A uniform ladder of length 20.0m and weight 750 N is propped up against a smooth vertical wall with its lower end on a rough horizontal surface. The coefficient of friction between the ladder and this horizontal surface is 0.40.

(a) Draw a diagram for the ladder showing all the forces acting on the ladder.

(b) Work out and add the numerical values of each force clearly showing your justification in each case.

(c) Hence, calculate a value for the angle between the ladder and the wall if the ladder just remains in stable equilibrium.

a. can't do drawings here,

On the wall, there is a horizontal force out of the wall at the top of the ladder
On the base, there is a vertical force from the floor upwards, and a horizontal force (friction) pushing inward towards the wall
At ladder midength, there is a force dowward(weight).
that is your diagram.

So now sum vertical forces: You only have two (weightladder and floor upward).
Sum horizontal foces: wall force and friction at base.
Sum moments about any point: I recommend the floor contact point, you have ladder weight, and wall force then.

The angle should come put pretty quickly on the moment equation.

I have completed a but I just don't understand b and c. Please help me asap!!!!

(a) Here is a diagram illustrating the forces acting on the ladder:

<--- Wall
_________
| |
| |
| ↓ |
|Ladder |
| |
| |
|_________|

In this diagram, the ladder is represented as a vertical line, with the wall on the left side (indicated by the arrow) and the rough horizontal surface at the bottom.

The forces acting on the ladder are:
1. Weight (W): This force acts vertically downwards from the center of gravity of the ladder, which we can assume to be located at its midpoint.
2. Normal Reaction (N): This force acts perpendicular to the rough horizontal surface and supports the weight of the ladder.
3. Frictional Force (f): This force opposes the motion or tendency of motion between the ladder and the rough horizontal surface.
4. Applied Force (A): This force represents any external force applied to the ladder, such as someone pushing or pulling it.

(b) Let's work out the numerical values of each force:

1. Weight (W): Given that the weight of the ladder is 750 N, this force can be assumed to act straight downwards from the center of gravity. So, W = 750 N.

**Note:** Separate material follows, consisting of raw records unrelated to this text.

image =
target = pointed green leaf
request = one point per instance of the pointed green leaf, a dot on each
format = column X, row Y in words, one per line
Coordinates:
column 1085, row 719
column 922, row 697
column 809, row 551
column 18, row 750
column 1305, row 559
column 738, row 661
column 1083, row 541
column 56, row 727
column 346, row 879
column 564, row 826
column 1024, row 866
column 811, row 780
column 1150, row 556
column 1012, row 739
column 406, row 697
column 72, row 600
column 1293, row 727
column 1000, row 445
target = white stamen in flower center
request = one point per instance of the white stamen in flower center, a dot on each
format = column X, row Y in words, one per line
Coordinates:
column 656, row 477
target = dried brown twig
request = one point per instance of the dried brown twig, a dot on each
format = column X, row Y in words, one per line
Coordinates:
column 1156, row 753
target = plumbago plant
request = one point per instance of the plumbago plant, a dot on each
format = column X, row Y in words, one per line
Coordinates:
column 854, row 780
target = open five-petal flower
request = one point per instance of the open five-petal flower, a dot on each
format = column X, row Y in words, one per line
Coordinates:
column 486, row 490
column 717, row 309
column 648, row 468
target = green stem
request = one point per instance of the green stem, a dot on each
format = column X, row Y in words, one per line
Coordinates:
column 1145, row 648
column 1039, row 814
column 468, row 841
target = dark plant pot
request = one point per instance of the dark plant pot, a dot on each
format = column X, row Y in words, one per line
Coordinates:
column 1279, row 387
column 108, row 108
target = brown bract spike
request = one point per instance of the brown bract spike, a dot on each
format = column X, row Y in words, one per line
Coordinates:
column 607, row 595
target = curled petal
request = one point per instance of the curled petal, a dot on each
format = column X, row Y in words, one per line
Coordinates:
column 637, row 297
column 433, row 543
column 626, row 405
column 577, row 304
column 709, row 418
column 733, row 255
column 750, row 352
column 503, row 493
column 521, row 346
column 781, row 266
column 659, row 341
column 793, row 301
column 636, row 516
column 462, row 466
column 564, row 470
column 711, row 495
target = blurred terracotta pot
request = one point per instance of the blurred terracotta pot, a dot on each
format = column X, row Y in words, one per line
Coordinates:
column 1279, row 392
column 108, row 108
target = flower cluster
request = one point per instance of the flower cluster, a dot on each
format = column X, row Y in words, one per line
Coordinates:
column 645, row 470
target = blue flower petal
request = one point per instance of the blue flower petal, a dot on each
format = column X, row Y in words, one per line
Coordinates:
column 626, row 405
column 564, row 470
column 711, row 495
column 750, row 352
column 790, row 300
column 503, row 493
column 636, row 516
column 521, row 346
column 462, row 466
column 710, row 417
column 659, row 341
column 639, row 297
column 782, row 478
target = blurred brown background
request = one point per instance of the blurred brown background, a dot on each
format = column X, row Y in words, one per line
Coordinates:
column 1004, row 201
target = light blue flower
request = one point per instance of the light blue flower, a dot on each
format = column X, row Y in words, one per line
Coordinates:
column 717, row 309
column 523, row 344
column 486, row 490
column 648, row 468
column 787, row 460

2. Normal Reaction (N): The normal reaction will be equal in magnitude and opposite in direction to the component of the weight that is perpendicular to the rough horizontal surface. Using trigonometry, we can find that N = W * cos(θ), where θ is the angle between the ladder and the horizontal surface. Since the ladder is in stable equilibrium, we can assume that the angle is less than 90 degrees, so the cosine of the angle is positive. Therefore, N = W * cos(θ) = 750 * cos(θ).

3. Frictional Force (f): The frictional force is given by the equation f = μN, where μ is the coefficient of friction between the ladder and the horizontal surface. Given that the coefficient of friction is 0.40, we can calculate f = 0.40 * N = 0.40 * (750 * cos(θ)).

4. Applied Force (A): If there is no external force being applied to the ladder, then A = 0.

(c) To calculate the angle between the ladder and the wall for stable equilibrium, we need to consider the sum of the moments acting on the ladder. The net moment must be zero for the ladder to be in equilibrium. In this case, the only moment acting on the ladder is due to the weight, W.

The moment arm of the weight is the distance from the point of contact with the horizontal surface to the center of gravity of the ladder, which is half its length. So, the moment arm is 20.0 m / 2 = 10.0 m.

The weight creates a clockwise moment, while the normal reaction and frictional force create counterclockwise moments. The equation for the sum of the moments is:

Clockwise moment = Counterclockwise moment
(W)(moment arm) = (N)(moment arm) + (f)(moment arm)

Substituting the values we have:
(750 N)(10.0 m) = (750 * cos(θ))(10.0 m) + (0.40 * (750 * cos(θ)))(10.0 m)

Simplifying and rearranging the equation:
7500 N*m = 7500 N*cos(θ) + 300 * N*cos(θ)

Combining like terms:
0 = 7800 N*cos(θ)

To solve for the angle θ, we can divide both sides of the equation by 7800 N:
0 = cos(θ)

Since cos(θ) = 0 only when θ = 90 degrees, the ladder will be in stable equilibrium when it forms a right angle with the wall.